If you want to compare this kind of depiction to previous Spielberg works, consider `` Empire of the Sun '' (1987), in which the strings roar like military boots marching to stage the Japanese invasion of Shanghai. However, in ``Schindler's List,'' Spielberg and Williams emphasized the scene by placing emphasis on songs, source music (music from around the world in the movie), and sound effects, which weighed more heavily on the audience's psychology than the underscore would. It will give you a shock.
"Schindler's List" Trailer
For example, in the case of Lieder, the scene in which Schindler is on a hill overlooking the demolition of the ghetto and is fascinated by a girl in a red coat is a prime example. Depicted in part color, " OYF'N Pripetshok ", a song best known among Jews in the Middle Ages and Eastern Europe, is used, and is one of the supporting elements of the melancholy production. There is.

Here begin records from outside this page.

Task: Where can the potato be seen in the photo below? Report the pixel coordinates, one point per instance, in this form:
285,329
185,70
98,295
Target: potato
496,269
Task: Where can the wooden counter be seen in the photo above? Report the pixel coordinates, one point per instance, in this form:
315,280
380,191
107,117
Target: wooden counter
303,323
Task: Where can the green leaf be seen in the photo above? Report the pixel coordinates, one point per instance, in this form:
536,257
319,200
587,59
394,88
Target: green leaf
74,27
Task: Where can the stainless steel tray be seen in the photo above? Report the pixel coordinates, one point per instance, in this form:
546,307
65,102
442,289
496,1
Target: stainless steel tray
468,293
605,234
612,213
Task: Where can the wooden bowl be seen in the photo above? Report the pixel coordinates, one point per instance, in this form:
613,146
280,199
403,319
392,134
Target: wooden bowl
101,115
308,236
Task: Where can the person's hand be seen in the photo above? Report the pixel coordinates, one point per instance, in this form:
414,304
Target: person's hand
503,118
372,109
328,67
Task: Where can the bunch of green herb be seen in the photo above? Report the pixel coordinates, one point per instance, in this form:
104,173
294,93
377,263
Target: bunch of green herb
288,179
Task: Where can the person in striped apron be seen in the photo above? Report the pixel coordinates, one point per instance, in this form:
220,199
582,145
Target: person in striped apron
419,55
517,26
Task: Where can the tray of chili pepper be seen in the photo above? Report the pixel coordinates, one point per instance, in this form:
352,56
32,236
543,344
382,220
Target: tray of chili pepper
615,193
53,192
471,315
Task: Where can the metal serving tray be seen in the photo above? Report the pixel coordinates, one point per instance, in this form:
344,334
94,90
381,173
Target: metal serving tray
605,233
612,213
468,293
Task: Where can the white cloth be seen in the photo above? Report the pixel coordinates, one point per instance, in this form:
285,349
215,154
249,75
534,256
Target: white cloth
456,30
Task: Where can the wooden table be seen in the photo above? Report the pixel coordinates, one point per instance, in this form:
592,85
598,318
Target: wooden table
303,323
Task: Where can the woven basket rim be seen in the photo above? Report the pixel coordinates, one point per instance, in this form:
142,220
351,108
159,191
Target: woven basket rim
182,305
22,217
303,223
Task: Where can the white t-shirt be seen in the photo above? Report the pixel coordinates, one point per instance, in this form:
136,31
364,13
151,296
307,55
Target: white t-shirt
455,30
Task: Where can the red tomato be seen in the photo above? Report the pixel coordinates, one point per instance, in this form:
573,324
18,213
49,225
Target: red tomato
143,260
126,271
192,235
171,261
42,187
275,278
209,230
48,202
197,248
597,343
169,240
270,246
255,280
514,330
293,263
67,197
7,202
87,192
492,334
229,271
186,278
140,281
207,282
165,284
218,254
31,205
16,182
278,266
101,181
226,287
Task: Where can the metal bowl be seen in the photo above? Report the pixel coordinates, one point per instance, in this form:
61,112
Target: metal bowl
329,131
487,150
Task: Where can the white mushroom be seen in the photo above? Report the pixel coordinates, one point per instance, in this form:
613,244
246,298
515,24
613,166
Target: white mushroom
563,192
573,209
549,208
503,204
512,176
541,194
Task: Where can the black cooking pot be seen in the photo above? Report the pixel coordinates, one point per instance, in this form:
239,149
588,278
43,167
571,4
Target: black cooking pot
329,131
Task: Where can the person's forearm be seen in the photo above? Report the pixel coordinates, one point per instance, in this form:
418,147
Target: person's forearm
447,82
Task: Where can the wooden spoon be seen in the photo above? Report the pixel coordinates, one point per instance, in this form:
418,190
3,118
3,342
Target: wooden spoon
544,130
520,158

The song includes the Yiddish lyrics "Jewish history is written in tears," and Spielberg's grandmother, a Jewish American, used to sing it to him and his two sisters, which led to its use. Then, in the scene where the Jewish prisoners are incinerated on the hill of Huyova Gurkha, Williams' music, with Hebrew liturgical text as the lyrics, plays a sort of "requiem" for those who were treated without dignity.
Also, in the shot where the Nazis first appear, " Erica ", a song loved by German soldiers, is played, and an SS officer plays J.S. Bach 's " English Suite No. 2 in A minor, BWV" on a piano placed in a Jewish family's home. 807 '' and overlaying it with the flash of gunfire, the somewhat symbolic appropriation of source music can be seen. Rather, the pleasantness of the song itself creates a contrast with the tense images and reveals the violent nature of the Nazis.